富士通はAI(人工知能)市場の開拓に向けた次期CPU(中央演算処理装置)の開発に乗り出した。理化学研究所と開発するスーパーコンピューター「富岳NEXT」に搭載するが、AIサーバー分野の世界の顧客にも売り込む。1.4nm(ナノメートル)世代技術や3次元実装技術を盛り込み、Rapidus(ラピダス、東京・千代田)への生産委託を優先的に検討する。
「先代の富岳に取り組んだ意義は大きい。富岳の技術をベースに開発したHPC(高性能コンピューティング)製品は、日本だけでなく海外でも売れている」。富士通副社長CTO(最高技術責任者)のVivek Mahajan(ヴィヴェック・マハジャン)氏は、同社がスパコン開発に携わる意義を強調する。
独自CPU「FUJITSU-MONAKA(モナカ)」シリーズを強みに、ソブリン(主権)AIなどの市場を開拓する。機密性を重視する防衛や製造、ヘルスケア、金融などの分野に向けて、セキュリティーにも配慮したAIインフラを提供する。MONAKAシリーズではAI機能の強化と省電力性を両立し、AIサーバー分野の世界の顧客に高速・低消費電力のCPUを提供する。
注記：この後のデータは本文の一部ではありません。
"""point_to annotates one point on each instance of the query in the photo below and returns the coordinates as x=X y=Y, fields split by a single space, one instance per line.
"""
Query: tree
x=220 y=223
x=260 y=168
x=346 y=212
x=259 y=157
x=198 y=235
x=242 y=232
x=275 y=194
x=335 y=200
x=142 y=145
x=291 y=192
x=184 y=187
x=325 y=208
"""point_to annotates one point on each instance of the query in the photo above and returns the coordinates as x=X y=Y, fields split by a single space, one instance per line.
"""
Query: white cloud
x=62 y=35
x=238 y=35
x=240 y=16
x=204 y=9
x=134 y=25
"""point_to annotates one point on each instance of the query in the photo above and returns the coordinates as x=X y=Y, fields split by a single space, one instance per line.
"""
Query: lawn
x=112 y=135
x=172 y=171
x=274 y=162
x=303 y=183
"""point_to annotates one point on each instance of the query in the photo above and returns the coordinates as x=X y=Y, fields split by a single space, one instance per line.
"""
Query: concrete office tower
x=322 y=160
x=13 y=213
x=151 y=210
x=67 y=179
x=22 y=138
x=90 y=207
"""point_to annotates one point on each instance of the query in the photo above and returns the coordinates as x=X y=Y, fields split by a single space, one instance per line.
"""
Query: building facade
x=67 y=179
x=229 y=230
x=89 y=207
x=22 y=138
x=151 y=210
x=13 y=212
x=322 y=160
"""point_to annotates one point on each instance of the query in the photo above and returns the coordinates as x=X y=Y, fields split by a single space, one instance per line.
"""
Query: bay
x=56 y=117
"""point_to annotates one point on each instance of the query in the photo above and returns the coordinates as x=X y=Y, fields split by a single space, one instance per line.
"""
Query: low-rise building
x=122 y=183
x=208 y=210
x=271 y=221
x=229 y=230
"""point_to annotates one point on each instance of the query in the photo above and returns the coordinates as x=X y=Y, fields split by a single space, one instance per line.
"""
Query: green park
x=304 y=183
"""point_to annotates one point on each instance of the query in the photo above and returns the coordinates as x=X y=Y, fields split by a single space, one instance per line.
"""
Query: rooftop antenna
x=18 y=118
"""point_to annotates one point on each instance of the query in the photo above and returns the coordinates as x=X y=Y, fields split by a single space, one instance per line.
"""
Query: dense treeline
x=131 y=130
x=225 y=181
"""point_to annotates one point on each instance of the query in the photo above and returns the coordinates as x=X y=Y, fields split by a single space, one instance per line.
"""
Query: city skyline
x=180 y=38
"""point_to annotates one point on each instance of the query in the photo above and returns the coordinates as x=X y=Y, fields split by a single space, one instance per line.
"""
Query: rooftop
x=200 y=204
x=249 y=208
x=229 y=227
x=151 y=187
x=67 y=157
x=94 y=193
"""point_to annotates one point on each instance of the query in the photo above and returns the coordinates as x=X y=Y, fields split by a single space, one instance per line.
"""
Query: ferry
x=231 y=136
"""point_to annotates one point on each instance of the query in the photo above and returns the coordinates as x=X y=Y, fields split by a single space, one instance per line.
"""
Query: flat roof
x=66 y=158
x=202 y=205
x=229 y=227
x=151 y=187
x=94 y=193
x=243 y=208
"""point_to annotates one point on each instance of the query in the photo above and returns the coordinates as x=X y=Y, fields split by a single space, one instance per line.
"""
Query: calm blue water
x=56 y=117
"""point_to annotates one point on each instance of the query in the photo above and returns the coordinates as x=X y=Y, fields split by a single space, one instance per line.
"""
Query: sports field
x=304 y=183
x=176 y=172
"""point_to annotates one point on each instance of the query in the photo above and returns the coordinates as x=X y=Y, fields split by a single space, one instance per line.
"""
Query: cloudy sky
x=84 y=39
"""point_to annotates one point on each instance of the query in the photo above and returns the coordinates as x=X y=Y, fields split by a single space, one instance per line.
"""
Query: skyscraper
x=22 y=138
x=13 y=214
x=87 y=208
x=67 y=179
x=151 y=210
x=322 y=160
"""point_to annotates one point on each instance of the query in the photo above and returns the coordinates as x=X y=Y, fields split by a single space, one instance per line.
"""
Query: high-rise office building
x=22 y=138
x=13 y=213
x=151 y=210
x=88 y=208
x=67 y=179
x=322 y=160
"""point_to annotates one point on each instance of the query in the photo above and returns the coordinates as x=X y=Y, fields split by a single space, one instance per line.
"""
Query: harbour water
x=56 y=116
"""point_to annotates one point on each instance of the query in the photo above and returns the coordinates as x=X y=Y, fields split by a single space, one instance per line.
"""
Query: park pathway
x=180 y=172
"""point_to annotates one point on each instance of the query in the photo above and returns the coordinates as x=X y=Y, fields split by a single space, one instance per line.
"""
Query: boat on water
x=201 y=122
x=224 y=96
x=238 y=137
富岳NEXTに搭載するCPU「FUJITSU-MONAKA-X(モナカエックス)」では、1.4nm(ナノメートル)世代のプロセス技術や、複数の半導体チップ(チップレット)の3次元実装などの最先端技術をふんだんに盛り込む。トランジスタを非常に低い電圧で安定に動作させる技術も独自の強みだ。
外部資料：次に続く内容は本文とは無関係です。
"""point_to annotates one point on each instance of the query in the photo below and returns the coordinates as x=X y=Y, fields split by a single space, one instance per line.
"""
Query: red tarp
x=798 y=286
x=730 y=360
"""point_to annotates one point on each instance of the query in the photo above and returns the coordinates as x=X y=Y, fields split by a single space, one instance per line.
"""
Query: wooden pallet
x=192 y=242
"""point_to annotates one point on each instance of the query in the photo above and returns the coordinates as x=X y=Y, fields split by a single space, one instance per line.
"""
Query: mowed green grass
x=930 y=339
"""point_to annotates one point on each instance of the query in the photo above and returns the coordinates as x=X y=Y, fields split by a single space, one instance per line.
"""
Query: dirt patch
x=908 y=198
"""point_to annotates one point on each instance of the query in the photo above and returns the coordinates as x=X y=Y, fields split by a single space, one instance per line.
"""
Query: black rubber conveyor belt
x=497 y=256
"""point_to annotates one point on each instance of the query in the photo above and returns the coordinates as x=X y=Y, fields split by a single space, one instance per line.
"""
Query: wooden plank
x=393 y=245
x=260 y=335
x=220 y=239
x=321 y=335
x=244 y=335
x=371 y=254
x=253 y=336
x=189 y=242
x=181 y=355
英Arm(アーム)のアーキテクチャーを基に、世界でも米Intel(インテル)などごく限られた企業にしか開発できないAIサーバー向け高性能CPUを実現する。まずは富岳NEXTに供給するが、富士通はそれにとどめるつもりは毛頭ない。
試作チップでOS起動
MONAKA-X開発の試金石となるのが、1世代前に当たる初代「FUJITSU-MONAKA」だ。2nm世代技術を適用し2027年に製品化する。製造を委託する台湾積体電路製造(TSMC)が試作したウエハーが、手元に届いた段階にある。
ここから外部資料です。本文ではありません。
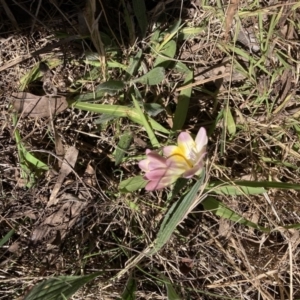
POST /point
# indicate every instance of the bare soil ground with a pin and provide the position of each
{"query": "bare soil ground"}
(245, 60)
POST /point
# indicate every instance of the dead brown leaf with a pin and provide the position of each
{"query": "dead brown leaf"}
(59, 221)
(67, 165)
(89, 176)
(30, 105)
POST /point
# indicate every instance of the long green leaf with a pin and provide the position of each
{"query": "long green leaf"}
(130, 289)
(233, 189)
(59, 287)
(122, 147)
(119, 111)
(221, 210)
(139, 9)
(175, 215)
(183, 103)
(152, 137)
(134, 64)
(163, 57)
(132, 184)
(153, 77)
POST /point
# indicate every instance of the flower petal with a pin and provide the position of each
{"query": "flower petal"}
(201, 139)
(172, 150)
(186, 144)
(143, 165)
(196, 170)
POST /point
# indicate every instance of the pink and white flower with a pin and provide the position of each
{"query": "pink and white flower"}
(184, 160)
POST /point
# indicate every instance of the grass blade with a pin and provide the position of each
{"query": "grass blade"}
(152, 137)
(122, 147)
(139, 9)
(118, 111)
(59, 287)
(219, 209)
(183, 103)
(130, 289)
(132, 184)
(175, 215)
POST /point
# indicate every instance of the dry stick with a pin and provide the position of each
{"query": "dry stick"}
(291, 270)
(47, 48)
(10, 14)
(29, 12)
(199, 82)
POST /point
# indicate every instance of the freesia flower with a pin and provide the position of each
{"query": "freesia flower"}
(158, 171)
(184, 160)
(189, 155)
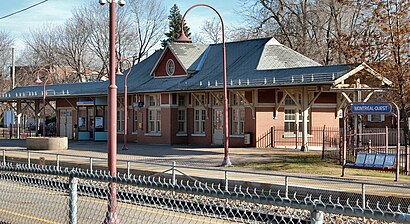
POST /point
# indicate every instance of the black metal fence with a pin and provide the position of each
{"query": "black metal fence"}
(318, 138)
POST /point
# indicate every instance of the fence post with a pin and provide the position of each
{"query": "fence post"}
(363, 196)
(297, 136)
(317, 217)
(274, 137)
(129, 169)
(73, 199)
(91, 164)
(226, 181)
(323, 141)
(58, 161)
(271, 137)
(286, 187)
(28, 159)
(387, 140)
(173, 173)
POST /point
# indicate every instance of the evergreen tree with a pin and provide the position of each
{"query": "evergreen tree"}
(175, 20)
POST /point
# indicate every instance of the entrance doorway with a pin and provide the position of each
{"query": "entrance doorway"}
(66, 124)
(217, 133)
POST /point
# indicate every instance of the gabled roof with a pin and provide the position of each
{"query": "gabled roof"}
(276, 56)
(252, 63)
(186, 54)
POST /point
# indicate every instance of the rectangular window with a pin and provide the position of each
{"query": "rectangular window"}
(154, 113)
(181, 121)
(290, 122)
(238, 120)
(199, 123)
(135, 121)
(120, 119)
(201, 100)
(237, 99)
(154, 100)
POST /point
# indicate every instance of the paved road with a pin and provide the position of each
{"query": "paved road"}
(20, 203)
(195, 157)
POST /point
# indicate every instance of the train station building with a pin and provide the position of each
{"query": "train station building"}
(175, 96)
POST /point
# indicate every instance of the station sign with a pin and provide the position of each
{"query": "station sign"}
(371, 108)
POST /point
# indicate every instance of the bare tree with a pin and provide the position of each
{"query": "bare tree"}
(43, 44)
(149, 23)
(73, 48)
(6, 43)
(212, 30)
(316, 29)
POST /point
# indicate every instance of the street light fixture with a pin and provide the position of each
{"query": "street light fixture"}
(112, 216)
(39, 81)
(185, 39)
(125, 147)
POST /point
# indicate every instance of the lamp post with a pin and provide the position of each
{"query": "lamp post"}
(39, 81)
(111, 216)
(184, 38)
(125, 147)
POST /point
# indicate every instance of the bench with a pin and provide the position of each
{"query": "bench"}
(372, 161)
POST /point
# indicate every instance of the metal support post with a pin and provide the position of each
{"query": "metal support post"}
(323, 141)
(173, 172)
(226, 181)
(128, 169)
(73, 182)
(271, 137)
(317, 217)
(363, 196)
(28, 159)
(91, 164)
(58, 162)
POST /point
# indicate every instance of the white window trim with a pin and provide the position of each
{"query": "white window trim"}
(155, 108)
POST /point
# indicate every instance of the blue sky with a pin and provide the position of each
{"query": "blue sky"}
(57, 11)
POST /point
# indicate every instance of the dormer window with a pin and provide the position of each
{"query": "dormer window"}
(170, 67)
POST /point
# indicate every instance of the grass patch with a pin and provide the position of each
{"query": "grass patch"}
(313, 164)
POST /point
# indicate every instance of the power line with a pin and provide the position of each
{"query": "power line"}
(22, 10)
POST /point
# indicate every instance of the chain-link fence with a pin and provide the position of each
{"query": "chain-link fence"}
(48, 195)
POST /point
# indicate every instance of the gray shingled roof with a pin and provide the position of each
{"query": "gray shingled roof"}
(244, 63)
(276, 56)
(188, 54)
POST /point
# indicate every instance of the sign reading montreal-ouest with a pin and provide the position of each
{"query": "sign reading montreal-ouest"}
(364, 108)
富士通でMONAKAシリーズの開発を主導する富士通研究所先端コンピューティング開発本部本部長の吉田利雄氏は、「狙い通りのパフォーマンスが得られている」と手応えを語る。OS(基本ソフト)を試作チップで起動しながら検証を進めている。
マハジャン氏はその次世代となるMONAKA-Xについて、「なるべく国内で生産したい」と話す。2027年に2nm世代半導体の受託生産を始める計画のRapidus(ラピダス、東京・千代田)への委託を優先的に検討する。
ラピダスは2029年ごろには1.4nm世代の半導体を量産する狙いで、MONAKA-Xの投入時期と合致する。「2026年内には生産委託先を決めたい」(マハジャン氏)とし、ラピダスへの委託可能性の見極めを急ぐ。